Mientras tanto, en el Hotel Hilton, Alexandra no dejó de luchar ni un solo momento desde que salió del hospital. Sin embargo, por mucho que luchara, no era rival para los fornidos hombres de negro. Al final, todavía la llevaron a la suite del ático y la metieron dentro.
—¡Ríndete! Nunca te voy a diagnosticar. —Eso fue lo primero que salió de su boca cuando por fin la liberaron. En lugar de admirar el lujoso interior de la suite, se frotó las muñecas con hosquedad. Sebastián no le dijo nada. Desde el lado opuesto del ridículo salón tan grande, salió una pequeña figura.

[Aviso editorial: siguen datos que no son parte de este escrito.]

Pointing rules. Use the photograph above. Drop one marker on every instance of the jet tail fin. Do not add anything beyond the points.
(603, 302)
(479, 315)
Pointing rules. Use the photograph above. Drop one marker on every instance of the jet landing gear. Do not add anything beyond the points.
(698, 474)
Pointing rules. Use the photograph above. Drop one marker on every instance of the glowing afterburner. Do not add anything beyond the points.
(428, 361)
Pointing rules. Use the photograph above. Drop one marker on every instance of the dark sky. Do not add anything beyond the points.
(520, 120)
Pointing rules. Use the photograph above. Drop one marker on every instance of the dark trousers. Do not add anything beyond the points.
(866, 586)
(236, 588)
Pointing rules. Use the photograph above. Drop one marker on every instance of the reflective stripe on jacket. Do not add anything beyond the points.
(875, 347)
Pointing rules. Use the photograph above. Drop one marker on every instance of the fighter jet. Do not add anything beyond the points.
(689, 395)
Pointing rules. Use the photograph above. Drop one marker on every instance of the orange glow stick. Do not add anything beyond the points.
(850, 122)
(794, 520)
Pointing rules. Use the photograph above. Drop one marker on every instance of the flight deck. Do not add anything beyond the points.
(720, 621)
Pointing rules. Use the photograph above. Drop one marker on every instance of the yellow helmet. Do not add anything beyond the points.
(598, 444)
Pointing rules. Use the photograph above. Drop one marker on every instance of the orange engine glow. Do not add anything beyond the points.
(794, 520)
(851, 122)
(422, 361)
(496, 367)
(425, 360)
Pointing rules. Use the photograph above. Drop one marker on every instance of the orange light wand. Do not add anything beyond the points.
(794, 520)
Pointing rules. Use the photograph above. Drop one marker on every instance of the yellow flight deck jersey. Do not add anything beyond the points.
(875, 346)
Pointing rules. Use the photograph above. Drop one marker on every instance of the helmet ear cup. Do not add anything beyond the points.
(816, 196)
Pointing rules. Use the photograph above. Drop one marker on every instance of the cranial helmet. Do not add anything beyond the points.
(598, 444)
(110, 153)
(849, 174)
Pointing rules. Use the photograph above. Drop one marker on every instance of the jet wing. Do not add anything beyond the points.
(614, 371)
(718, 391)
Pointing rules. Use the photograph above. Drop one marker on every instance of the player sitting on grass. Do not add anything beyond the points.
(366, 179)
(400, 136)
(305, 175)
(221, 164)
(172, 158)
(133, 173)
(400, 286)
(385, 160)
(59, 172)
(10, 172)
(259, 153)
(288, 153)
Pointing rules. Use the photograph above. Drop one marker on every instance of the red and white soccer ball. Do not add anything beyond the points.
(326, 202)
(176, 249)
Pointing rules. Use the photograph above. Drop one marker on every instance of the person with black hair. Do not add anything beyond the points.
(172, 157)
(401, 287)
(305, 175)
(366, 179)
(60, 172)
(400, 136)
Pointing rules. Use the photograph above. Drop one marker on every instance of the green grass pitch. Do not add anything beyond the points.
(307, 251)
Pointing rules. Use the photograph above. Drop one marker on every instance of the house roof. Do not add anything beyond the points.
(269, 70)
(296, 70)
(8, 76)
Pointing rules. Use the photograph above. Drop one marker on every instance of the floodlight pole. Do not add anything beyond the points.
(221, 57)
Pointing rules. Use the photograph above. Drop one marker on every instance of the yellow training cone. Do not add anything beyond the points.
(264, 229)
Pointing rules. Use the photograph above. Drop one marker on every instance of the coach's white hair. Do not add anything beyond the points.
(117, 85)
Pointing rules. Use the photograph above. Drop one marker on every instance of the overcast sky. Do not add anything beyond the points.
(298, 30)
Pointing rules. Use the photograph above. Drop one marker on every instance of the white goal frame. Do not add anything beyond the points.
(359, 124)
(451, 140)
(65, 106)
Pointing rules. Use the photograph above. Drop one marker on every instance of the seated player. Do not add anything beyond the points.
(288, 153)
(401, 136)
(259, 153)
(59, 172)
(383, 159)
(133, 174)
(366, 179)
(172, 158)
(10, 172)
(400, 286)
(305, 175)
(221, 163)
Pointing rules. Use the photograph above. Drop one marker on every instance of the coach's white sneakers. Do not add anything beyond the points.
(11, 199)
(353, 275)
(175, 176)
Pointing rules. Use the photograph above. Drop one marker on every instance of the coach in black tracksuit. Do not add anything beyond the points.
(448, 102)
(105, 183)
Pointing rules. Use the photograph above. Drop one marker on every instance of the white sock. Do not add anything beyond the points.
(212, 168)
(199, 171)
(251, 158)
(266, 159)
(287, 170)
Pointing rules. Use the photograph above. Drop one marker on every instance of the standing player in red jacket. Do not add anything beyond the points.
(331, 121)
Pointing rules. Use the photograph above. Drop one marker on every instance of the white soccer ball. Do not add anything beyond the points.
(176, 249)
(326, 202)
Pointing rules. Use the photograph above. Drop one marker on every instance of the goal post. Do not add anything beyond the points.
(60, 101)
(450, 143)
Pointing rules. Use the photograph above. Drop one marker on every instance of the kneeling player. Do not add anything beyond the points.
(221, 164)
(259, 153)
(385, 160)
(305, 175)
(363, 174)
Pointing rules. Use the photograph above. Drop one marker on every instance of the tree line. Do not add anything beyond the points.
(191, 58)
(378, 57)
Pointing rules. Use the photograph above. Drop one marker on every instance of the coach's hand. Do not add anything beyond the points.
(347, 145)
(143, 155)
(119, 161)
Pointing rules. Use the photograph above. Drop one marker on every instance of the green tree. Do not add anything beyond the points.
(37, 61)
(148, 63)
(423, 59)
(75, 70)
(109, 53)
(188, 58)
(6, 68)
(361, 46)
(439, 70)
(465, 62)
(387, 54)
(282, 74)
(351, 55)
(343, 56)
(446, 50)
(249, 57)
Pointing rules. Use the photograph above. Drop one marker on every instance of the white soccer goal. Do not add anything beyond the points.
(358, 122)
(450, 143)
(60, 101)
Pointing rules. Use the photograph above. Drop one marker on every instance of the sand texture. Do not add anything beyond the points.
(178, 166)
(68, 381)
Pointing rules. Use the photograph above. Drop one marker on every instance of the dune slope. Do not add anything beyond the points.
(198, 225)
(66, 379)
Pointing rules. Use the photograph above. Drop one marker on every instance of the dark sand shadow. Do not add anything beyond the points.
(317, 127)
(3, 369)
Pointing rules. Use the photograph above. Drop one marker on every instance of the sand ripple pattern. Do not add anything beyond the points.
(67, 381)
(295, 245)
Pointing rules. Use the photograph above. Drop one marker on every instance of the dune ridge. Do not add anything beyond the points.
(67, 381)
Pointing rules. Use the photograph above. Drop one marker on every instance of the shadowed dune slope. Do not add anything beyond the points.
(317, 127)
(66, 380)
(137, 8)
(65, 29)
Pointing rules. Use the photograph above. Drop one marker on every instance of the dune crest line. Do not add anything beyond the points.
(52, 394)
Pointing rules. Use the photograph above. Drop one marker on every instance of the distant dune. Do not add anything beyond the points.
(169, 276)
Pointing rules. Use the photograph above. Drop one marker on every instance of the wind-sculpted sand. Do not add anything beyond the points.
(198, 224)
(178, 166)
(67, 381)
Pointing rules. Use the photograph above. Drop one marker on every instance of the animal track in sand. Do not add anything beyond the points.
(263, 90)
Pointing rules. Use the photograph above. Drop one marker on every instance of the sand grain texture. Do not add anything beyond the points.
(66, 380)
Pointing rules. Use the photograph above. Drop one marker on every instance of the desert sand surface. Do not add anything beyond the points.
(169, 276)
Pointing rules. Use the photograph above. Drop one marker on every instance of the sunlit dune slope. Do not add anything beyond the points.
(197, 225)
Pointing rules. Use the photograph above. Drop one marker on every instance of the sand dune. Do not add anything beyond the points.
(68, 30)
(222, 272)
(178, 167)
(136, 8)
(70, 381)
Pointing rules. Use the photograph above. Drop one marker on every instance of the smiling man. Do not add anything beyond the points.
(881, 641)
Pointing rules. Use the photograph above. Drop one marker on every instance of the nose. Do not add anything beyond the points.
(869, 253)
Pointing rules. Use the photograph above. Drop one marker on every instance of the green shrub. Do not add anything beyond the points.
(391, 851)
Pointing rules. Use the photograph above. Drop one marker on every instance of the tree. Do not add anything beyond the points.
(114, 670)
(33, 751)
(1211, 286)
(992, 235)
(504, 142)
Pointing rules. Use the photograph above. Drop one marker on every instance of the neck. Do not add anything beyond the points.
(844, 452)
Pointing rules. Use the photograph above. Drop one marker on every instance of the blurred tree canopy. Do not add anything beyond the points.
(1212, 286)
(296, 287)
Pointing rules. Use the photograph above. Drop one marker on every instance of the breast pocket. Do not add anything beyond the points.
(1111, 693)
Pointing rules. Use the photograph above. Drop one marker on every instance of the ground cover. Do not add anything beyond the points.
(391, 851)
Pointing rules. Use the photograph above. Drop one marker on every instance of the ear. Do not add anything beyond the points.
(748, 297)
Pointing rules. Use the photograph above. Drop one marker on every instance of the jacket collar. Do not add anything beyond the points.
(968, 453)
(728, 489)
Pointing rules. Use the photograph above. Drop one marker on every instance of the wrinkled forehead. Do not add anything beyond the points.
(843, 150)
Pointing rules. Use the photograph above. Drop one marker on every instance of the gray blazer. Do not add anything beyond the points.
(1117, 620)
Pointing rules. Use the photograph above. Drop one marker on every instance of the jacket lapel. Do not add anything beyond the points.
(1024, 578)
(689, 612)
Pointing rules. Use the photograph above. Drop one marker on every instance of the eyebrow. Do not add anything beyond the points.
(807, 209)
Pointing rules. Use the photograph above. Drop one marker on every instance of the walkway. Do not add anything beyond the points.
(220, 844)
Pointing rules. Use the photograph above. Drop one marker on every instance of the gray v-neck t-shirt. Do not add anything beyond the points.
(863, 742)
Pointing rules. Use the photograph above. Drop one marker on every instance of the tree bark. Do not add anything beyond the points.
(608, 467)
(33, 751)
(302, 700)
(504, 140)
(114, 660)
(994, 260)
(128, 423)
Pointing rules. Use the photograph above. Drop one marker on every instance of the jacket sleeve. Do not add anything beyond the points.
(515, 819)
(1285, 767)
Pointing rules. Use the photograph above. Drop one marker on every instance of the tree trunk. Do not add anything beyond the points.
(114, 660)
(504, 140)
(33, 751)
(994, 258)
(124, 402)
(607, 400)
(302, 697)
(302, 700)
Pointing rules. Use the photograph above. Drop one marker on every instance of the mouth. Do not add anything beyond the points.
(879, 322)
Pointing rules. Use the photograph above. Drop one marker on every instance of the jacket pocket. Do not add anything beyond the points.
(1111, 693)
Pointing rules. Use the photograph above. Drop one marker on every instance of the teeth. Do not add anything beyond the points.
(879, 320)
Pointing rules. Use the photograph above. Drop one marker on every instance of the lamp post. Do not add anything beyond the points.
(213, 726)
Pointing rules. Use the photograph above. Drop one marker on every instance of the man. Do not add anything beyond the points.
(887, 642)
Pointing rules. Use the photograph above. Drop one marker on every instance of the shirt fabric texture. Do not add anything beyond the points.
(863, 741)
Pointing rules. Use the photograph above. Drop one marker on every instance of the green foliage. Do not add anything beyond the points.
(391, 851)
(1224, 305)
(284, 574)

—¿Estás en casa? Hoy cancelaron mi orientación en el jardín de niños porque llegaste treinta y ocho minutos tarde. —Era un niño que se parecía inquietantemente a Sebastián. Con una expresión estoica en su rostro infantil, su aura fría era un calco de la de este último. Lo más extraño era que incluso su forma de hablar sonaba justo igual que la del imbécil que acababa de secuestrarla. A Alexandra le robó la capacidad de pensar. Sebastián la ignoró y le dijo paciente a su hijo:
—He estado un poco ocupado esta mañana, así que hubo un ligero retraso. Te lo compensaré la próxima vez, ¿vale?
Juan le dirigió una mirada inexpresiva.
—¿Tú también violas siempre los términos cuando firmas de los contratos en el trabajo? —Mientras ambos adultos se quedaban sin palabras, uno por el enfado y el otro por pura impresión, la mirada de Juan se posó en Alexandra—. ¿Quién es ella?
De repente, el corazón se le subió a la garganta. Lo único que podía oír era la sangre que corría por sus oídos mientras todo su cuerpo temblaba.